We talked about this before, but in the North America virtuals business, we rolled out our new Derby Cash game in Pennsylvania in November and supported by extensive marketing from the Pennsylvania Lottery.
And what we've seen is a significant ramp-up in the sales almost immediately, growing week-by-week on a very consistent basis.
It's not yet where we want it to be, and we certainly like to add another channel into the Pennsylvania Lottery, but as I said, we are seeing it grow every week, and that's supporting our thesis on this market.
Let's talk a little bit about the North American VLT market.
In Illinois, our bespoke content specifically designed for that market has been performing exceedingly well.
In a few short months, we've had trials with nearly every operator, and all completed trials have resulted in follow-on orders.
As mentioned in the release, in the fourth quarter, we sold 116 terminals, and period to date, in the first quarter, we sold 144.
So we've seen nothing that would tell us this momentum is going to change in Illinois because our performance has been outstanding.
The 6 machines are still being added to the market.
And increased stakes and prizes are creating drive and demand for the customers to replace machines.
We're very comfortable with the volume of North American VLTs assumed in Lorne's comments about 2020.
And we are excited to be able to report soon on progress in a second market.

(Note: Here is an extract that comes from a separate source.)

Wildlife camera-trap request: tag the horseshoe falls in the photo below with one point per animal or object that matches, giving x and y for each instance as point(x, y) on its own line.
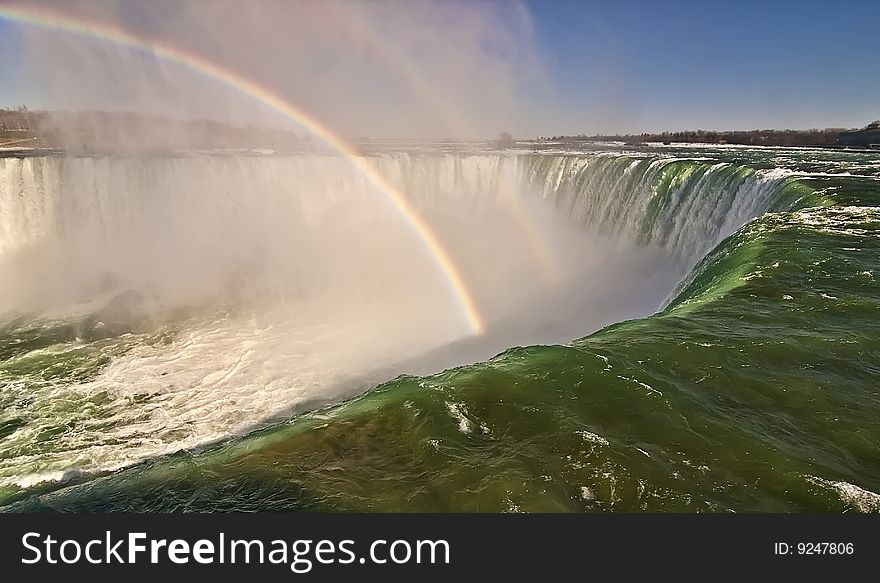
point(677, 328)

It's nice to have a quarter to talk about all the positive trends with everything else going on in the world, and we're very happy to see that throughout our business, with the Triennial pretty much in our rearview mirror, the future looks very good for us.
So I echo Lorne's comments regarding seasonality of the business and the timing of the business developments, but it's rewarding to see the strategy that we outlined over the last couple of years is actually delivering the results that we anticipated.
So now let me pass it over to Stewart to discuss the financials.
Stewart F. B. Baker - CFO & Executive VP
Thank you, Brooks.
Good morning, all.
So let me spend a few minutes talking through the high-level numbers.
I'm trying to add a bit of color and trying to help you make sense of what was a busy but, we believe, ultimately, successful quarter.
Clearly, the results of the acquisition on the first day of the period do play a large part on variances to the same quarter in 2018.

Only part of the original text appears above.